Alors les plus malins commencent à comprendre, c’est généralement à ce moment là de l’année, ils prennent du recul, se placent mieux et tout d’un coup quelques enchaînement de suite prouvent qu’ils ont compris quelque chose, quel chose qui n’est pas facile à comprendre, que ce n’est pas seul, en dépit d’un cœur vaillant, d’une forte volonté que l’on avance à ce jeu, c’est en groupe. Souvent ils finissent par reprendre leurs travers, leurs courses sur la largeur, ils sont aimantés par le cuir, alors on crie, on les pousse, soi-même on vient faire un peu de ménage dans les
rucks, histoire de donner une chance à certaines actions d’aboutir, et dans ce désordre, de temps en temps, quelque chose finit par se produire qui ressemble à du jeu.
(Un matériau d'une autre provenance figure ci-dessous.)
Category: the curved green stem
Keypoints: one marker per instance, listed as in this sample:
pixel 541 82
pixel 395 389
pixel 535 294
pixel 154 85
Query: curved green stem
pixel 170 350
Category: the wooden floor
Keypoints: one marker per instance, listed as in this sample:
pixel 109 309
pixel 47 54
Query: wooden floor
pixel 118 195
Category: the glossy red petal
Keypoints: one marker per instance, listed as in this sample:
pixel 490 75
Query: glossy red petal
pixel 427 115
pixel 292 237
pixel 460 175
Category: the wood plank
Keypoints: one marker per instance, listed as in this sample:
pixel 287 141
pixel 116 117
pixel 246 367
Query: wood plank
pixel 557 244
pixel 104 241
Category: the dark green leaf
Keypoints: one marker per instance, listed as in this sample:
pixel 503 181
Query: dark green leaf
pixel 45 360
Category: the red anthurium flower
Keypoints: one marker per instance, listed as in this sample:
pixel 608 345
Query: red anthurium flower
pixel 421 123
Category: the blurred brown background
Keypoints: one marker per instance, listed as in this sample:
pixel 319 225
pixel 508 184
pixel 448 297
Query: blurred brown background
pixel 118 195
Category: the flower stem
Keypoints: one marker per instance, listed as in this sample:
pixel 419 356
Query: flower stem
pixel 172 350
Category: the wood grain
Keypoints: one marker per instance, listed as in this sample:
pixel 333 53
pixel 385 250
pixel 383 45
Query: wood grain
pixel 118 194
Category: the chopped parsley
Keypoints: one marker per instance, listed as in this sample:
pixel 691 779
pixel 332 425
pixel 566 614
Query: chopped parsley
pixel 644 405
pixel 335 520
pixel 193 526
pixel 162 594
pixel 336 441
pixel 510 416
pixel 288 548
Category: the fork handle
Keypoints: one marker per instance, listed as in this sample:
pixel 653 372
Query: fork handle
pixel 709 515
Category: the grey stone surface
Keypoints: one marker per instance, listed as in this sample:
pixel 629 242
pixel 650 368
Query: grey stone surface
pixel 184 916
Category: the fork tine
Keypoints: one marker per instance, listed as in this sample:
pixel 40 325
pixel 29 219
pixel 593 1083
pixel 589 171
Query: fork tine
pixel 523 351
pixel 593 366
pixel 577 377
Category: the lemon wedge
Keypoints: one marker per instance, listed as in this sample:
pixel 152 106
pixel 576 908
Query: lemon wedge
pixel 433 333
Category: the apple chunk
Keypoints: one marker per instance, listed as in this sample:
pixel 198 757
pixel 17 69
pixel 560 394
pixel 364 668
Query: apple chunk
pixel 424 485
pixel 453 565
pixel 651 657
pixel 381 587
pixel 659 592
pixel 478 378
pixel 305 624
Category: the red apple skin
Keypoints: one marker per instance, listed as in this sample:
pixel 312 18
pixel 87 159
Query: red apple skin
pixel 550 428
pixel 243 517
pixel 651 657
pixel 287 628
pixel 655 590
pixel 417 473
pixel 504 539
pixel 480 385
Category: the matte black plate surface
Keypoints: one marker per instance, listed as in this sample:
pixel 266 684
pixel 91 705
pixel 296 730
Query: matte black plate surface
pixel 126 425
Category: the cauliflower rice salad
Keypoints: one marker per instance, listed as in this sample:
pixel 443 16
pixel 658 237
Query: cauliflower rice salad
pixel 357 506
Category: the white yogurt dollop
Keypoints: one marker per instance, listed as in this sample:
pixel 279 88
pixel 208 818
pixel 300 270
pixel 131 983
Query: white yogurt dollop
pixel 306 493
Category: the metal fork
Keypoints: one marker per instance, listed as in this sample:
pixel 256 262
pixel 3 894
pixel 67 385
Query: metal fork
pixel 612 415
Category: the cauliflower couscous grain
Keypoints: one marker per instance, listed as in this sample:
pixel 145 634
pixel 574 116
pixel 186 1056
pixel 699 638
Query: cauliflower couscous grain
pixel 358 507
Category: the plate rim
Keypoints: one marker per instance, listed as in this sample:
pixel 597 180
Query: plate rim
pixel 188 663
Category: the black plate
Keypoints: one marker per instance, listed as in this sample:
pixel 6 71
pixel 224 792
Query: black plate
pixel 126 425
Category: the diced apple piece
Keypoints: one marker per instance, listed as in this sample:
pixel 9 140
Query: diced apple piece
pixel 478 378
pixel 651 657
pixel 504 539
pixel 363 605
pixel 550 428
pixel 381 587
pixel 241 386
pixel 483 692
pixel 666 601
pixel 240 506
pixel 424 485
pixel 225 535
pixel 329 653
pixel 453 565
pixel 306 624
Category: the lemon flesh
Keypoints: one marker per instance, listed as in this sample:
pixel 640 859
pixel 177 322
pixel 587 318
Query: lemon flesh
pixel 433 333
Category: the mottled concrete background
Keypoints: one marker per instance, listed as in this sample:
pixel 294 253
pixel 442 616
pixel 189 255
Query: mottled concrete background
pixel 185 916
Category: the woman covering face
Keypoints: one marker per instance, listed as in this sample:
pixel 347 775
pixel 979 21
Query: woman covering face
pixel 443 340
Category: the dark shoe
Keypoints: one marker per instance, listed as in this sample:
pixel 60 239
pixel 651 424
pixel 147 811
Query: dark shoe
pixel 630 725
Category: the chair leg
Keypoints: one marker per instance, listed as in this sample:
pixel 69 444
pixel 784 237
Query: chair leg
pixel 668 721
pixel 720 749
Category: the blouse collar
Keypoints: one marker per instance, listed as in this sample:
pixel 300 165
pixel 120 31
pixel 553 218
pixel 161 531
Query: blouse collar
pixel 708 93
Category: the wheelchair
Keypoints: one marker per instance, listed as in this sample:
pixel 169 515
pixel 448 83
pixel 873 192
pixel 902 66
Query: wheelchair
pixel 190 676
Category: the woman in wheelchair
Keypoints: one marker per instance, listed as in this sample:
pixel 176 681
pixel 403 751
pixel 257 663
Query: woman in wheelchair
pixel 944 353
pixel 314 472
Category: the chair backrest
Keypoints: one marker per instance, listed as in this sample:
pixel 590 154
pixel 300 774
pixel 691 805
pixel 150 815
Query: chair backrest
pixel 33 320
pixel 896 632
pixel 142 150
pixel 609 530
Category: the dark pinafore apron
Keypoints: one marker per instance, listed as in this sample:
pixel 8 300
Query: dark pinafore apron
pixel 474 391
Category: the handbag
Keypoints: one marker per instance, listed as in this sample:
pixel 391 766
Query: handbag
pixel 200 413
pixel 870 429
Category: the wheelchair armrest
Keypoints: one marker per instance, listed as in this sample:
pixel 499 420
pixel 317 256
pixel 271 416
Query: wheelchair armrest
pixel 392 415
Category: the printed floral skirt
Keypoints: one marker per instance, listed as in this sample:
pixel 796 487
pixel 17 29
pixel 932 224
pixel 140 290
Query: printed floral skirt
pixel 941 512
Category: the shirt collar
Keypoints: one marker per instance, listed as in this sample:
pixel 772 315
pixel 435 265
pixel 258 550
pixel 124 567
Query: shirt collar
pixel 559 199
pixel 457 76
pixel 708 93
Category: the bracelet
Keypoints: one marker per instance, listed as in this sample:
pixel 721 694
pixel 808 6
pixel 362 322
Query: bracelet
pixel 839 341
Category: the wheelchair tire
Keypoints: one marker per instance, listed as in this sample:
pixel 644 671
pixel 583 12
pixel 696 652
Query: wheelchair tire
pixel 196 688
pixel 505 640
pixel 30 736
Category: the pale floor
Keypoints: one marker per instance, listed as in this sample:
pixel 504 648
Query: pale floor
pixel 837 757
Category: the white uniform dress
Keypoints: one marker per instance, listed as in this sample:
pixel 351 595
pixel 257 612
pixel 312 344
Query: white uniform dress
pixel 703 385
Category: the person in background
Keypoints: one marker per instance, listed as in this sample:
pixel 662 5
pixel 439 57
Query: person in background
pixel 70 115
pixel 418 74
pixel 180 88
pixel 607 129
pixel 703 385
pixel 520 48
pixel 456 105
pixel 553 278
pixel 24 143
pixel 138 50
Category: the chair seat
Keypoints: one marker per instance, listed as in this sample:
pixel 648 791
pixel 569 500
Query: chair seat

Finalement quand je leur apprends cela, je ne fais rien d’autre que de leur apprendre que de lire dans le désordre. De reconnaître les figures quand celles-ci sont recouvertes d’informe.
En fait c’est ça que j’aime bien dans ce jeu.
C’est souvent que je reprends les enfants sur cette faute de Français, le même ordinateur que Maman, non le même ordinateur que celui de Maman, Maman n’est pas un ordinateur, la même voiture que Grand-père, non la même voiture que celle de Grand-Père, Grand-Père n’est pas une voiture, le même ballon que Nathan, non le même ballon que celui de Nathan, Nathan n’est pas un ballon, le même livre qu’Adèle, non c’est le livre d’Adèle, c’est d’ailleurs le titre du livre —
l’album d’Adèle de Claude Ponti — le même appareil-photo que Papa, non Papa n’est pas un appareil-photo ?, mais disant cela en suis-je si sûr ?, tant souvent j’ai le sentiment de ne pas être autre chose qu’un regard enregistreur.

Ce matin dans le train, j’ai fait un de ces rêves que j’aime tant faire qui me replonge dans l’ambiance des deux grandes villes américaines que je connais le mieux, Chicago et New York, mais je remarque au réveil que certains détails manquent, non pas que je ne parvienne pas à reconstituer le puzzle ardu du rêve, non, dans les visions de ces deux grandes villes je remarque que certaines parties des images sont floues et imprécises comme s’il avait manqué à mon inconscient des détails pour reconstituer l’ensemble des images du rêve. Et cela me donne du souci de me dire que mon inconscient semble subir les mêmes coups de rabot dans ce dont il se souvenait parfaitement au point de produire, il n’y a pas cinq ou six ans, des rêves tellement plus détaillés. Et je trouve très inquiétante, vraiment, cette médiocrité grandissante de ma mémoire consciente ou inconsciente. Et moi qui plaçais tant de foi dans la puissance de mon inconscient, si souvent émerveillé par sa capacité à reconstituer avec minutie des scènes de la vie éveillé et leur décor, certes dans un désordre pas toujours facile à décrypter, mais néanmoins avec une fidélité troublante dans les détails.
Si cette érosion venait à s’accélérer, ce dont je ne doute pas, mes rêves vont-ils connaître, bientôt, des formes de plus en plus molles et qui résisteront définitivement à toute analyse, tout possibilité de compréhension, tout souvenir, fût-il du même ordre que celui qui je conserve, malgré tout, de certaines toiles abstraites — comme certaines de Franz Kline patiemment observées à Art Institute de Chicago justement.
Peinture de Franz Kline
Il est étonnant que d’aller au travail pour moi équivale à l’opportunité, une fois toutes les deux semaines, de monter sur un des volcans de la chaîne de Puys, plaisir sans ombre, surtout quand ce dernier est enneigé comme aujourd’hui. Et n’est-ce pas là, finalement, pour moi, une manière de contrepartie du désagrémanet de devoir travailler si loin de mon domicile ? La contrepartie paraît très généreuse aujourd’hui, mais son souvenir, les autres jours est parfois unsuffisant à gommer la lassitude de ces aller-retours. Qu’importe, aujourd’hui c’est le jour de la contrepartie, faisons le plein, sans comptabilité.